It's No Longer Possible To Look Away
I've just recieved the best birthday present of my short lifespan: a personal email from Greg Egan.
I wrote:
A quick question that I'm sure many people ask you: why do you choose to write fiction as a vehicle for your ideas? Someone saw me struggling over Diaspora and commented that it was "a waste of intelligence" for a person like you to write fiction and though I had many answers as to why I *thought* it was important that you did, I thought later that it would be interesting to hear the answer that you give people of that ilk.
Thank you for reading this -
David Seruyange
Egan responds:
Hi David
Why fiction? Because sometimes the best way to examine important questions about the nature of the real world is by pushing things to extremes, and to do thought experiments that are impossible either in reality, or in a context constrained by having to know every detail about the real world.
There's plenty to be gained by studying real physics (or neurobiology, or whatever) and contemplating what those facts alone reveal. But to extract the most morally/philosophically/aesthetically interesting consequences of science, I think it's necessary to do it in a context where you can make up the fine details that have yet to be pinned down by real research, while remaining true to the general principles that the scientific worldview has revealed.
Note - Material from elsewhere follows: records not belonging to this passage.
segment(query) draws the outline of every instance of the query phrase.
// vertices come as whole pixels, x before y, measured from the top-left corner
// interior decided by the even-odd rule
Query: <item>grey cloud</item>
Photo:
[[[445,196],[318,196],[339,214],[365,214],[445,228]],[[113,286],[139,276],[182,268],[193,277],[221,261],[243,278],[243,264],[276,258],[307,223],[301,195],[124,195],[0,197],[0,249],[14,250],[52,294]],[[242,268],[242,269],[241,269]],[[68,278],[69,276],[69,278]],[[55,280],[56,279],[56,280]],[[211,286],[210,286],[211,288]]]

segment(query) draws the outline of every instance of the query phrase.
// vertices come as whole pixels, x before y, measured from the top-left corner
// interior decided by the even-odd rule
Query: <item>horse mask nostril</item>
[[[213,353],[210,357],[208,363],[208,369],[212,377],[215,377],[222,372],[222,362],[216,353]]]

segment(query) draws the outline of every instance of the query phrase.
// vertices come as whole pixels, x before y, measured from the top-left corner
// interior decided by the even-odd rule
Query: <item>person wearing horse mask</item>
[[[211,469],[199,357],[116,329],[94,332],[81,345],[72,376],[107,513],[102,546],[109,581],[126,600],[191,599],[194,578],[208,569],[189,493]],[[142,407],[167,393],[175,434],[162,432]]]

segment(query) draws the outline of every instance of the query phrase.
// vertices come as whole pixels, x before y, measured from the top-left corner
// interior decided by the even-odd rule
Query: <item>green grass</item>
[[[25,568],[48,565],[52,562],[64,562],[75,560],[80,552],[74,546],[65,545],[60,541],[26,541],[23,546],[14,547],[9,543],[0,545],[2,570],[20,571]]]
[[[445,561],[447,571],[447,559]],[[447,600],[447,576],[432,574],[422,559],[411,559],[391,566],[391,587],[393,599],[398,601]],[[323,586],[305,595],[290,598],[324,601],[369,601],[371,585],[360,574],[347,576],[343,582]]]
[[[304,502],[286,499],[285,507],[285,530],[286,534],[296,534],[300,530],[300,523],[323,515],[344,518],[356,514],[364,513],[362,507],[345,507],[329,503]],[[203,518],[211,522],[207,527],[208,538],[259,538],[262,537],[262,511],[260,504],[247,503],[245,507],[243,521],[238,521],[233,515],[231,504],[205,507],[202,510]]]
Maybe we should all fully grasp, already, what science has taught us in the most general sense: that human beings are made of matter like everything else, and that the Earth is one small planet in a very big universe. But to confront those simple truths more fully, we need to imagine more extreme situations ... and although things are changing so fast that we probably *can* all be shocked and unsettled by a factual report of current science, I really like to push things to the point where it's no longer possible to look away from what science has revealed. For that, everything needs to be magnified, and made larger than (contemporary) life. I can only do that in fiction.
Best wishes
Greg Egan
About once a year I pick up one of Egan's novels and try to read it. They usually get the better of me but upon each successive attempt I get a little further and understand just a little bit more of his ideas. This year I've made my attempt on Diaspora (synopsis here). You can get a taste of it by reading the first chapter as an excerpt.
Fortunately, Egan expands on some of his ideas online. It's useful for people like me, lay, who are trying to understand what he is writing about.
Egan also publishes non-fiction (ie scientific and mathematical papers) from time to time. Although many are online, they are well beyond my understanding. (Another reason I'm happy he writes - for people like me who lack a sufficient background for the intimate details of modern science).